Should Mr. Du Boulay be granted relief from sanctions and extension of time to file one of his witness statements?
 I deal first with Mr. Du Boulay’s application, as it was filed first in time and unopposed.
 In summary the grounds for this application are that:-
1. It was made promptly.
2. The default in filing and serving the witness statement of Albert Lynton Lamontagne was
3. There is a good explanation for the failure.
4. Mr. Du Boulay has generally complied with all orders of the court.
5. There will be no prejudice to JQC if relief from sanction is granted and time is extended.

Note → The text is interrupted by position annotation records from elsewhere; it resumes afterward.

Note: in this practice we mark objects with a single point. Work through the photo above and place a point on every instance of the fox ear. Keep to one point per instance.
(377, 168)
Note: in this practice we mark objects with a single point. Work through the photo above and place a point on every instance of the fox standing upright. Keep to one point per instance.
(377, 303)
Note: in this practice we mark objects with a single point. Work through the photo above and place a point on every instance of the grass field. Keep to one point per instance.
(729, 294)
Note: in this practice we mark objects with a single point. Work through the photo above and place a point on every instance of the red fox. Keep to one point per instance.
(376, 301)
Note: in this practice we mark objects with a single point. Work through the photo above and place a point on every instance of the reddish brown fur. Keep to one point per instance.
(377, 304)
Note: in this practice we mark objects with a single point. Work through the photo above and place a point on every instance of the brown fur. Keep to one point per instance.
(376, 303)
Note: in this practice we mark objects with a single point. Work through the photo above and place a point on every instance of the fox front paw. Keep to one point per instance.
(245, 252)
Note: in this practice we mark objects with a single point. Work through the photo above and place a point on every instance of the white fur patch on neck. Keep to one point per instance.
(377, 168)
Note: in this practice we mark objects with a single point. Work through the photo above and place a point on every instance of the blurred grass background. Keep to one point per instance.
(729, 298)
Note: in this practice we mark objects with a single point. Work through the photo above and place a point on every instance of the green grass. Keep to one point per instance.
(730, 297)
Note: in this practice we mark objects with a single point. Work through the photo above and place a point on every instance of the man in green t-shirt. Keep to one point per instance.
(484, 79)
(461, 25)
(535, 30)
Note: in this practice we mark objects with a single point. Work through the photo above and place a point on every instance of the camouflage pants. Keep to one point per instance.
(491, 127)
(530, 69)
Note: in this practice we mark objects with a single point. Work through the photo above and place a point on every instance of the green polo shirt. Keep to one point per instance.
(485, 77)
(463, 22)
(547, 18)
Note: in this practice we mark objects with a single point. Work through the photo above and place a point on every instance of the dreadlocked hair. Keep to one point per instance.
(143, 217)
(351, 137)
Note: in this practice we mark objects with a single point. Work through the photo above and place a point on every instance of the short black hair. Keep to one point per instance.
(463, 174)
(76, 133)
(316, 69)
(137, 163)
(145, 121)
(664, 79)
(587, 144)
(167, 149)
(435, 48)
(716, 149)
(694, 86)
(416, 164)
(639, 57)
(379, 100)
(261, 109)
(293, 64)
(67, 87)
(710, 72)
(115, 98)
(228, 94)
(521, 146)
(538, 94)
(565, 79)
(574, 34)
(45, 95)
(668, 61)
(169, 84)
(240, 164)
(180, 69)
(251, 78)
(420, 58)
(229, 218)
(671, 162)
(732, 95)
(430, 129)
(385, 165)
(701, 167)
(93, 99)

6. The order sought will not affect the period in which trial is to commence.
7. It is in the interest of the proper administration of justice that relief be granted.
 The affidavit in support is deposed by Mr. Du Boulay. He stated that he intended to call two witnesses, namely Albert Lynton Lamontagne (“Mr. Lamontagne”) and himself. His witness statement was filed on the E-Litigation Portal (the “portal”) on Friday 26th July, 2019 at 3:37pm. However, Mr. Lamontagne gave consent to file his statement on the same day via telephone at 4:10pm and via email at 4:17pm, which fell outside of the hours permitted for filings on the portal. The statement was filed on the portal at 4:17pm, as a result of which it was deemed to be filed on Monday 29th July, 2019 at 8:30am. The delay was occasioned by unanticipated work commitments of Mr. Lamontagne who lives and works in Soufriere and was unavailable before that time. Mr. Du Boulay says the default was therefore unintentional. He deposed that JQC’s attorney would have had access to the witness statement from the day it was filed, albeit that JQC’s witness statement had not been filed by the ordered date. The non-filing of witness statements by JQC precluded an exchange of witness statements between the parties, but despite this, both of his witness statements were served on the attorney for JQC on 30 th July, 2019. In the circumstances, he says the late service was unintentional.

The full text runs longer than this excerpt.